The Walter Lomax Act is named after an exoneree who served 39 years in prison for a murder he did not commit and who suffered a near-fatal heart attack in Annapolis while lobbying lawmakers to pass compensation legislation. (The Daily Record/File Photo)

The Walter Lomax Act is named after an exoneree who served 39 years in prison for a murder he did not commit and who suffered a near-fatal heart attack in Annapolis while lobbying lawmakers to pass compensation legislation. (The Daily Record/File Photo)

Maryland Gov. Larry Hogan on Tuesday signed into law legislation ensuring the wrongly convicted receive financial compensation from the state for their years in prison.

The statute, which the Senate and House of Delegates passed with no votes in opposition, requires the state’s Board of Public Works to approve the compensation amount based on a formula set forth in the act. Under the prior law, the three-member board – consisting of the governor, comptroller and treasurer – had discretion to compensate the wrongly convicted.

The act provides for a standard amount of compensation per year of incarceration — about $84,000 based on the state’s median household income — and assigns the assessment of eligibility to administrative law judges.

The law makes people eligible for compensation if they were fully pardoned by the governor or an administrative law judge finds by clear and convincing evidence that the conviction was erroneous based on several factors, including that the charges were dismissed, the conviction was reversed or a retrial resulted in acquittal.

The statute has been dubbed the Walter Lomax Act in honor of an exoneree who served 39 years in prison for a murder he did not commit and who suffered a near-fatal heart attack in Annapolis last year while lobbying lawmakers to pass compensation legislation.

Lomax was wrongly convicted for the 1967 murder of Robert Brewer at the Giles Food Market he managed in Baltimore. Lomax was awarded about $3 million in compensation from the Board of Public Works in October 2019, nearly 13 year after his release from prison.

“I am humbled and honored that this bill has been named after me,” Lomax told the House Judiciary Committee in February.

“Each individual (exoneree) is going to experience a great deal of trauma and no one is the same,” Lomax added. “The best or the least that can be done is that they can be compensated in a timely fashion so that they can at least be able to live some type of quality life moving forward,” he added. “That is why it is so important that this piece of legislation be passed.”
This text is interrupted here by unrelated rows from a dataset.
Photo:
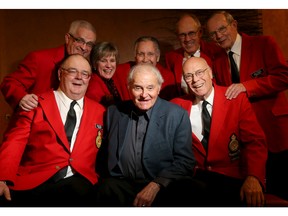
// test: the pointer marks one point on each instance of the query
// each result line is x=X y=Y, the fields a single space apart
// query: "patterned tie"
x=206 y=118
x=70 y=121
x=69 y=128
x=234 y=69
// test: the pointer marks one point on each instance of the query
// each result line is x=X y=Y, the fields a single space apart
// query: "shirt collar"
x=67 y=101
x=236 y=48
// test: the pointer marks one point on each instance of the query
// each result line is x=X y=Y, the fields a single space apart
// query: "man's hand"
x=147 y=195
x=29 y=102
x=234 y=90
x=251 y=191
x=4 y=190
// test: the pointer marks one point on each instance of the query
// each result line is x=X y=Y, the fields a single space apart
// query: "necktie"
x=69 y=128
x=206 y=118
x=70 y=121
x=113 y=90
x=234 y=69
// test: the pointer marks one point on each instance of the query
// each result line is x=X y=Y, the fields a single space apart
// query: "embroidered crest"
x=233 y=147
x=99 y=139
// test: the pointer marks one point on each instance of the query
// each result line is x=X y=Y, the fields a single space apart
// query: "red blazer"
x=168 y=89
x=36 y=147
x=37 y=73
x=174 y=60
x=231 y=117
x=264 y=73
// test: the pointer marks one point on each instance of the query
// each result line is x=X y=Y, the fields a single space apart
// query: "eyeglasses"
x=220 y=30
x=73 y=72
x=142 y=54
x=189 y=76
x=191 y=34
x=81 y=42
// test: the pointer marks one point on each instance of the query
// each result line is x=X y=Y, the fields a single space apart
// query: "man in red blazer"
x=263 y=73
x=189 y=34
x=37 y=73
x=147 y=50
x=36 y=149
x=233 y=165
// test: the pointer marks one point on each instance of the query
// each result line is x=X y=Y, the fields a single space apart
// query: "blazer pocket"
x=280 y=106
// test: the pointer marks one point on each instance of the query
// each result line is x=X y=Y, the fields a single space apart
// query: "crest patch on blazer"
x=99 y=135
x=233 y=147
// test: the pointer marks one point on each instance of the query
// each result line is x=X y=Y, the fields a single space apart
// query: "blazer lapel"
x=51 y=112
x=219 y=114
x=245 y=54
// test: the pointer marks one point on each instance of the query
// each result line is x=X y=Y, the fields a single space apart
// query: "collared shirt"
x=195 y=115
x=63 y=103
x=130 y=162
x=236 y=49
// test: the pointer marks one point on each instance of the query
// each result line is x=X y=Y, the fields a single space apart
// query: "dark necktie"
x=70 y=121
x=112 y=88
x=234 y=69
x=206 y=118
x=69 y=128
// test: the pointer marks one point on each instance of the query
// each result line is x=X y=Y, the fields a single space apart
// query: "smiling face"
x=189 y=34
x=222 y=31
x=146 y=52
x=106 y=66
x=80 y=42
x=74 y=75
x=144 y=87
x=198 y=77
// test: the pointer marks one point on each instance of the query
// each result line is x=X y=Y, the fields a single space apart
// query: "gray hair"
x=76 y=24
x=148 y=38
x=229 y=18
x=193 y=16
x=148 y=67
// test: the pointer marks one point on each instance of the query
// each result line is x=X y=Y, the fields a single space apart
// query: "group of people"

The law’s enactment followed the Board of Public Works’ award of about $13 million in the past 13 months to five men who were wrongly convicted and spent decades in prison.

In June, the board awarded nearly $4 million to brothers Eric Simmons and Kenneth McPherson who served 24 years in prison after being wrongly convicted for the 1994 murder of 21-year-old Anthony Wooden in East Baltimore.
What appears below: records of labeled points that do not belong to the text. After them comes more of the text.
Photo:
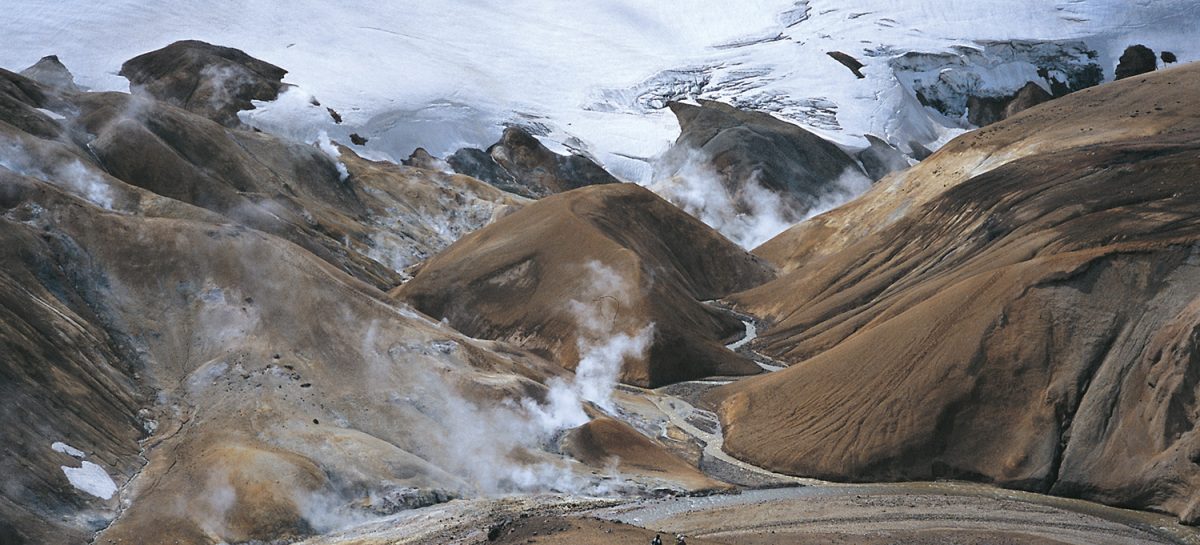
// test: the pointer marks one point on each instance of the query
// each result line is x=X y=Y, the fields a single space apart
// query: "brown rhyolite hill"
x=201 y=311
x=1021 y=309
x=515 y=279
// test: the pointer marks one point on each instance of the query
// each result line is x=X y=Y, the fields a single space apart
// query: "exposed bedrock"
x=1135 y=60
x=1019 y=309
x=521 y=165
x=618 y=253
x=211 y=81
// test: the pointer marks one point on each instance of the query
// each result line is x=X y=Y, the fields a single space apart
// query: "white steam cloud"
x=756 y=215
x=71 y=175
x=603 y=351
x=328 y=148
x=504 y=445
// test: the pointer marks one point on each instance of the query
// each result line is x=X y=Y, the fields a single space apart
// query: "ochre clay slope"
x=616 y=253
x=1021 y=309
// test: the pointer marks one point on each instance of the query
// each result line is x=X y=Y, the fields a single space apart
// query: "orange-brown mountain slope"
x=1021 y=309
In March 2020, the board awarded nearly $3 million each to Alfred Chestnut, Ransom Watkins and Andrew Stewart who served 36 years in prison after being wrongly convicted for the 1983 murder of 14-year-old DeWitt Duckett in the hallway of Harlem Park Junior High School in Baltimore.

The five men were exonerated following investigations by Baltimore City State’s Attorney Marilyn Mosby’s Conviction Integrity Unit.

Sen. Delores G. Kelley, D-Baltimore County, was the chief sponsor of the Senate legislation, Senate Bill 14. Del. Kathleen M. Dumais, D-Montgomery, was chief sponsor of the cross-filed House Bill 742.